Executive Committee Charter
REMINGTON OIL AND GAS CORPORATION
The Executive Committee is a standing committee of the Board of Directors. Its primary function is to decide matters on behalf of the Company on which action by the entire Board of Directors is either difficult due to circumstances, or unnecessary. The power of the Executive Committee to act on behalf of the entire Board of Directors shall extend to all matters not precluded by law, the Company’s Certificate of Incorporation, By-Laws, or the Corporate Charter Documents (as defined in the By-Laws).
· Appointment and Term. The Executive Committee shall be appointed annually by a majority vote of the Board of Directors. The Board of Directors, by majority vote, may remove any member of the Executive Committee. Except for the prior resignation or removal, each member of the Executive Committee shall serve on the Executive Committee until his or her term of office as a director of the Company expires.
· Composition and Eligibility. The Executive Committee shall be composed of three Directors. The Lead Non-Management Director will automatically be a member of the Executive Committee. All Directors are eligible for membership on the Executive Committee.
· Qualifications. In addition to meeting the director qualifications set forth in the Company’s Corporate Governance Guidelines, the members of the Executive Committee shall demonstrate an understanding of Company operations and projects and the appropriate risk of each operating decision.
· Majority of Members must be Non-Management. A majority of the members of the Executive Committee must be non-management directors. In addition, only one member of the Executive Committee may come from management but one member of the Executive Committee must be from management.
· Appointment of Chairperson. The Executive Committee shall recommend a Chairperson from among its members to the Board of Directors for approval. It is the responsibility of the Chairperson to schedule all meetings of the committee and provide the Executive Committee, other members of the board, and the Company’s Secretary with a written notice and written agenda for all meetings.
· Meetings. The Executive Committee shall meet at least once per year or more frequently as circumstances require. The Executive Committee may ask members of management or others to attend the meetings and provide pertinent information as necessary.
· Reporting and Minutes. The Executive Committee shall report to the entire Board of Directors and shall provide all notices and minutes of meetings of the Executive Committee to the Board of Directors. All notices, agendas, and minutes of meetings shall be provided to the Company’s management in order for payment of any applicable meeting fees and expenses to be made.
· Access to Management and Consultants. The Executive Committee shall have unrestricted access to members of management and all information relevant to its responsibilities.

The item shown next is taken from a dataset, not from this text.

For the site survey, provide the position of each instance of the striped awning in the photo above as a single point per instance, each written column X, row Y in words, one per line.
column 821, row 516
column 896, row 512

The Executive Committee is authorized and empowered to retain such independent advisors, including counsel that the Executive Committee may deem necessary in order to carry out its responsibilities. No engagement shall be a valid act of the committee and no compensation for the services of such advisors shall be paid by the Company unless, prior to such engagement, the Company Secretary was advised of the decision to engage the advisor, a preliminary budget for the engagement of the advisor was submitted to the Company Secretary, the identity of the advisor was made known to the Company Secretary so that conflicts could be checked and independence verified, and the Company Secretary was provided an undertaking by the committee chairperson that any and all letters, reports, and studies prepared by the advisor will be made known and made available to the Company’s Board of Directors as a whole.
· Functions regarding reporting Committee Actions to Full Board. The Executive Committee shall report committee actions to the Board of Directors with such recommendations as the committee may deem appropriate.
· Review of Charter. The Executive Committee shall review its charter on an annual basis and recommend any changes to the Board of Directors for approval.
· Annual Performance Review. The Executive Committee shall prepare an annual evaluation of the Executive Committee in accordance with the Company’s By-Laws.